To the best of our knowledge, this is the first attempt of a distributed multidimensional stream clustering framework that combines index data structure for summarizing and maintaining local microclusters, and online tracking for the monitoring and maintenance of global clustering.

As a summary, our main contributions of the paper are as follows:

  • We extend ClusTree into a distributed framework DistClusTree.

  • We propose adaptable solutions to select local microcluster summaries to be sent to the central site. The central site then refines the quality of clustering according to real-time network traffic and degree of privacy.

  • We model the monitoring and maintenance of distributed clustering as online tracking and extend a 1-to-1 multidimensional online tracking scheme into m-to-1 (m local sites with one central site).

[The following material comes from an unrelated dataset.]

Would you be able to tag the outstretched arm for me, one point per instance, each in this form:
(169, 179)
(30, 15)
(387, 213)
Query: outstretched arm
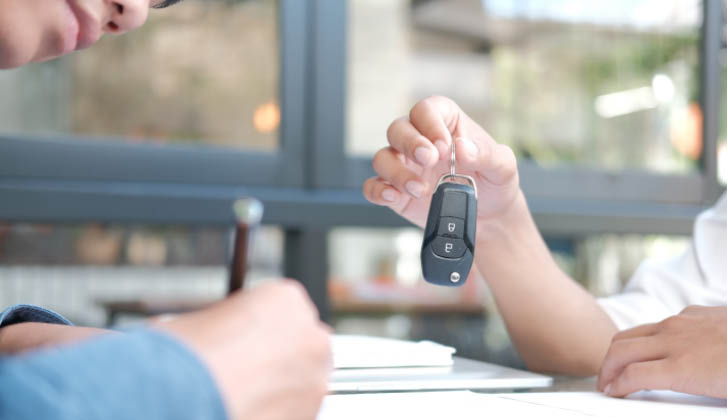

  • We demonstrate through extensive experiments the performance of our framework in balancing communication cost and clustering quality.

2 Related Work

Due to space limit, here we only briefly review the typical distributed clustering algorithms related to our work. In [2], two types of continuous distributed clustering algorithms were proposed: local and global. The algorithm is formulated based on k-center clustering algorithm. The main objective in k-center is to minimize the maximum radius/diameter of the clusters. In their local solutions, each local site builds and keeps its local model, and only updates are sent to the central site. In their global algorithm, a global model is created iteratively in a central site by message passing between local sites and the global site. Then the global model is sent to all local sites and in this way all sites have the same view of the clustering model. Local sites insert their data points into the global clustering and continuously send their updates to the central site. The central site decides whether it needs to recompute the global model and sends the new clusters to the local sites. As in most of the distributed clustering settings, distributed clustering results are compared with their centralized counterpart.

A distributed extension of the Expectation Maximization (EM) algorithm called CluDistream is proposed in [12]. The authors introduced a framework for clustering distributed data streams in the presence of noisy and incomplete data. The underlying distribution of data has been learnt by maximizing the likelihood of the data clusters. Local sites monitor the current model till they could not describe a new chunk of data. Then a clustering is performed to account for the changing data distribution. In this way, they reduced communication cost by just sending updates from local sites to the central site. In [5], centralized density based clusterings algorithm (DBSCAN) [3] was extended to the distributed model. Each local site performs a clustering on its own data and sends its representatives to the central site. Local representatives are grouped into each other to represent the final clustering in the global site. The work shows that the results of clustering in centralized and distributed model are significantly close to each other. There are some other works that have addressed clustering distributed data streams such as [6, 7] and there is a recent survey [9] on distributed clustering of ubiquitous data streams.

3 Preliminaries

In this section we explain in more detail: (i) the ClusTree approach adopted for local clustering in DistClusTree; (ii) the underlying R-tree data structure in which local cluster summaries are stored and maintained.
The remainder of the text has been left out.